Pic of the ones doing well https://trademe.tmcdn.co.nz/photoserver/full/751084462.jpg

dibble35, Mar 20, 5:08pm
are they named varieties - the ones that arnt flowering? If they are just seed grown hedging variety you may never get fruit off them.

dollydot, Mar 20, 5:16pm
Yes they're all named varieties purchased from Palmers. I'll check with my husband who I think has a list of the names and the order we planted them in so we can identify each variety.

dibble35, Mar 20, 6:18pm
Next question would be do they flower? Seems a bit odd that they're not fruiting after all this time.

dollydot, Mar 20, 8:23pm
That's what I'm not sure about. We can't remember if they did flower and now have a while to wait until next summer to check on this. We just assumed that some feijoas take longer to start fruiting so were not checking their flowering but will be next time!

colin433, Mar 22, 1:52pm
Our feijoas have always fruited in the first year (just a few) then gone ahead in leaps and bounds. Was wondering if we should have thinned the mammoth crop, in a photo I took this morning there are about 25 fruit in the frame of the photo. Too late to thin them out now, but we will have a lot of everage sized fruit to pig-out on.
A friend took photos of their mammoth last year, five fruit was more thana her hubby could hold in two hands. I didn't see the fruit, but saw the photo

lillol, Mar 22, 4:24pm
Doesn't myrtle rust affect them? I'm sure there is some virus in NZ at the moment they are worried about ruining these plants?

harm_less, Mar 22, 4:37pm
Presently feijoas seem not to have been affected by myrtle rust despite them being potentially susceptible to it.
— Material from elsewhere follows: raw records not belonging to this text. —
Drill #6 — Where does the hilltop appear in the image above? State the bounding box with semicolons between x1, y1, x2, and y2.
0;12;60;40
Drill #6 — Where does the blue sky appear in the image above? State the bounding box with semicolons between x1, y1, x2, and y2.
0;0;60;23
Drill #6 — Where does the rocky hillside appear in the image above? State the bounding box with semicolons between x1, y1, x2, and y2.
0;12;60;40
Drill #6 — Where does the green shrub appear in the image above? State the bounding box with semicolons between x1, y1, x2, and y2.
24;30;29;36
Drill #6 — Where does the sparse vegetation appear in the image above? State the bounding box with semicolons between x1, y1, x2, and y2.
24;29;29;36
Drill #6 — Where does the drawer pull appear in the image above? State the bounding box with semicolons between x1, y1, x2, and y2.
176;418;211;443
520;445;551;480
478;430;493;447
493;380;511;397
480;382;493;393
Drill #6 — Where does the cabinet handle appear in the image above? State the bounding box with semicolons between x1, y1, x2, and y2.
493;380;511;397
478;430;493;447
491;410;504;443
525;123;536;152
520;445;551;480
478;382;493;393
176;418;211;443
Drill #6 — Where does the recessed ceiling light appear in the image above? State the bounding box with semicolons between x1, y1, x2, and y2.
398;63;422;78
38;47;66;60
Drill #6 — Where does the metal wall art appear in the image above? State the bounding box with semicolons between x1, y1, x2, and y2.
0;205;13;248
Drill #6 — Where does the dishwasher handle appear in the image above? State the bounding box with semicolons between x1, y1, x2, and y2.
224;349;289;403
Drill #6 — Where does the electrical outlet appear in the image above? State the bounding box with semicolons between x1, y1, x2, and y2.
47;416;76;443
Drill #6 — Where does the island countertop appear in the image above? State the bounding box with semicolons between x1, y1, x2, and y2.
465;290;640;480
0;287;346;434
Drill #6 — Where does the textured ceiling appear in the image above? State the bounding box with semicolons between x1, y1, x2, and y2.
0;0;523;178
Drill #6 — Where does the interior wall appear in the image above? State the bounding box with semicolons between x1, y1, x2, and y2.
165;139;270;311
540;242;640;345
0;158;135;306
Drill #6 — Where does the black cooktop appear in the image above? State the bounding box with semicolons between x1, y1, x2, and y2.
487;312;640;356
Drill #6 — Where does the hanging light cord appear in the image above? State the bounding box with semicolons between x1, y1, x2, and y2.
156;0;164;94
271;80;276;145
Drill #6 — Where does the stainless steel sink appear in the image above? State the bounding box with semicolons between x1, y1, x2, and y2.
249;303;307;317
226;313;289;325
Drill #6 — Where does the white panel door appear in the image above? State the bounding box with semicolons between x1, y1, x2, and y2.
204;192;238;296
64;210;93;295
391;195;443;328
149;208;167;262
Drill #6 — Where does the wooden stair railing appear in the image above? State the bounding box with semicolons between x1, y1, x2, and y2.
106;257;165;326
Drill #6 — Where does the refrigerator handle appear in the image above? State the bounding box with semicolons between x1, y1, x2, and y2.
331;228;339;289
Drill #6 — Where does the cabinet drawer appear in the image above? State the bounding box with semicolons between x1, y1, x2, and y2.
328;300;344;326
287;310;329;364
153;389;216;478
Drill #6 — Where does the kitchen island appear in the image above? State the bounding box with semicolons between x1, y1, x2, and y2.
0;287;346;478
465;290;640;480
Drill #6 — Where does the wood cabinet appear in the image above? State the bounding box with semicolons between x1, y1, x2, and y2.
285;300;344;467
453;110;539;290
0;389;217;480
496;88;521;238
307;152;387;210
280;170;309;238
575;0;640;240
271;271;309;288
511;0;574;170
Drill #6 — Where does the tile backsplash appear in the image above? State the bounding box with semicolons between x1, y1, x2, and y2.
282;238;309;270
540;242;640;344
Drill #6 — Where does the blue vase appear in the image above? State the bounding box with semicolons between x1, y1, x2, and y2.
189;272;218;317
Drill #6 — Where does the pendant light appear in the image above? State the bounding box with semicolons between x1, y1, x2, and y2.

Hopefully this apparent resistance persists.

lillol, Mar 22, 4:41pm
Yes, really worried about some natives too :(

kiwimade64, Mar 22, 4:55pm
How have you pruned them? They need to be 'open' so birds can fly through them. This also helps pollinate the flowers.

dollydot, Mar 22, 5:36pm
Yes we have pruned them and tidied over hanging branches. I think there's still plenty of room for birds and we do have lots of birds in the garden. Some feijoa shrubs have quite a lot of fruit ready to drop but several have no fruit at all. I guess we'll just have to accept that some shrubs may not produce. We can't replace them as part of a hedge although not fully touching the next shrub yet, would look very gappy if we replaced them with new shrubs as they'd be so much smaller.

dibble35, Mar 22, 5:44pm
Maybe make a note of the ones that havnt fruited and have a look next year if they are flowering. It may have something to do with when you prune them. I pruned mine really hard this summer as I get guava moth all thru them and I cant be bothered picking up the fruit, so this year hardly any fruit on them. Figure they must fruit on 2 year old wood,

dollydot, Nov 30, 6:07pm
Will do dibble, if the non fruiting ones flower next time we should be in business hopefully. We have only needed to give them a light prune so far just to prevent them spreading too far over a pathway. I guess we will do this as soon as they have finished fruiting but will read up on that to get the timing right.